So Randy, now that you have had the PortaBoat for awhile, are you still as taken with it?
Any complaints or recommendations?

Happy Trails,
Doug


----------



## Castle Rock Outbackers (Jan 18, 2004)

Just one complaint. The oars should not be used for propulsion. They should be used only when your outboard dies. Porta-Boting is a pleasure when burning gas, not calories.

Randy


----------



## skippershe (May 22, 2006)

I have a little 7' sailing dinghy called a "Fatty Knees" It can be sailed or rowed and I have a little 2hp outboard motor for it as well. My dh refuses to get in it...well, it is a bit tippy









My little dinghy is affectionately named "Crack of Dawn"

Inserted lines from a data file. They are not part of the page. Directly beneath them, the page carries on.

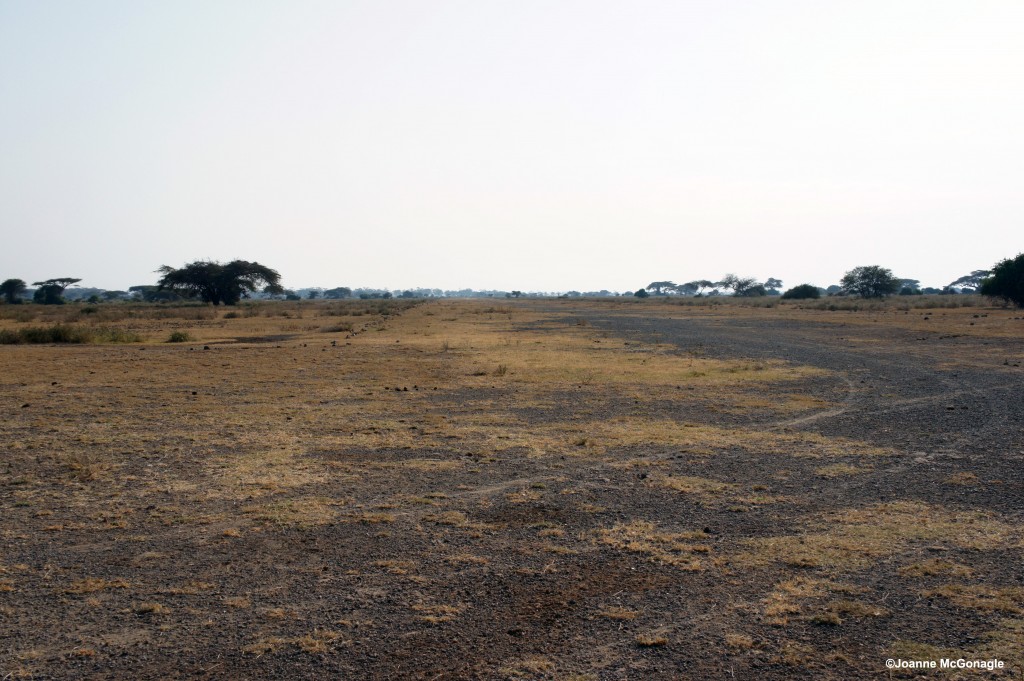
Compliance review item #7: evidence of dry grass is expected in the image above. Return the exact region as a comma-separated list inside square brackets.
[595, 520, 711, 571]
[736, 502, 1022, 571]
[0, 301, 1024, 678]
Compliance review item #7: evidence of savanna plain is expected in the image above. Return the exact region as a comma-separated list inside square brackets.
[0, 296, 1024, 681]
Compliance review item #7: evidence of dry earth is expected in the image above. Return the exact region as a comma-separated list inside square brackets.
[0, 300, 1024, 680]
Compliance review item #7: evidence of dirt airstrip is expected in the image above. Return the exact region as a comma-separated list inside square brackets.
[0, 299, 1024, 680]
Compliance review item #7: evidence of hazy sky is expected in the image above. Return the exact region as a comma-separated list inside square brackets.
[0, 0, 1024, 291]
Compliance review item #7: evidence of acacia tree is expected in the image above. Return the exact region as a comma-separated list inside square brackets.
[720, 274, 767, 296]
[644, 282, 676, 296]
[0, 279, 29, 305]
[979, 253, 1024, 307]
[946, 269, 992, 293]
[157, 260, 285, 305]
[840, 265, 901, 298]
[32, 276, 82, 305]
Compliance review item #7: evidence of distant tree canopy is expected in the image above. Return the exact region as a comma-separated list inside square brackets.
[157, 260, 285, 305]
[128, 284, 181, 303]
[644, 282, 676, 296]
[782, 284, 821, 300]
[0, 279, 29, 305]
[946, 269, 992, 291]
[322, 286, 352, 299]
[720, 274, 765, 297]
[32, 276, 82, 305]
[840, 265, 901, 298]
[979, 253, 1024, 307]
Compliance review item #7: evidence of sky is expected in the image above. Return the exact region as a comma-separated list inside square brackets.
[0, 0, 1024, 291]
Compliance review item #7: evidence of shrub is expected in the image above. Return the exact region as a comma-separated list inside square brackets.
[979, 253, 1024, 307]
[782, 284, 821, 300]
[840, 265, 902, 298]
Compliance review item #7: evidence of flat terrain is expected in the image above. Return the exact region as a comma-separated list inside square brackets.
[0, 299, 1024, 681]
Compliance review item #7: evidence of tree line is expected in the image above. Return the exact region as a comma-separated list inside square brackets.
[633, 259, 1024, 306]
[6, 253, 1024, 307]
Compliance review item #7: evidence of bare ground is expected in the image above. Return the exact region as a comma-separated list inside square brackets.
[0, 301, 1024, 679]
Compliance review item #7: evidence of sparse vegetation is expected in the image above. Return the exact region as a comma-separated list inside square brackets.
[0, 301, 1024, 679]
[979, 253, 1024, 307]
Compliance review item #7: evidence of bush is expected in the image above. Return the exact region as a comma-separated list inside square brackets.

see them here: http://fattyknees.com/


----------



## HootBob (Apr 26, 2004)

Castle Rock Outbackers said:


> Just one complaint. The oars should not be used for propulsion. They should be used only when your outboard dies. Porta-Boting is a pleasure when burning gas, not calories.
> 
> Randy


Amen to that for any boat









Don


----------



## campmg (Dec 24, 2005)

skippershe said:


> I have a little 7' sailing dinghy called a "Fatty Knees" It can be sailed or rowed and I have a little 2hp outboard motor for it as well. My dh refuses to get in it...well, it is a bit tippy
> 
> 
> 
> ...


Skippershe, you bring a wealth of information to this forum. That little boat is pretty cute. How much does it weigh and what do they cost?


----------



## skippershe (May 22, 2006)

campmg said:


> I have a little 7' sailing dinghy called a "Fatty Knees" It can be sailed or rowed and I have a little 2hp outboard motor for it as well. My dh refuses to get in it...well, it is a bit tippy
> 
> 
> 
> ...


Skippershe, you bring a wealth of information to this forum. That little boat is pretty cute. How much does it weigh and what do they cost?
[/quote]
If you go to their website, on the left you can click on We Accept Inquiries, then you can choose catalog and pricing list and they'll send you both. I can't tell you the exact weight, but I can tell you that myself and another person can easily lift it and carry it no problem. I happened to be working at Boater's World 7 years ago, when a customer came in and mentioned that they had a dinghy for sale. At the time, I had no idea what a Fatty Knees was, but I found out that I got a great deal on it. I can't remember, but I believe I got it for $400.00. Brand new, I'm going to guess around $1500.00. Have them send you a catalog, they're free


----------



## Oregon_Camper (Sep 13, 2004)

think I'll keep my eye out for one of these. Kids are getting too big to all fit in the canoe and we all love getting on a small lake and catching some trout.


----------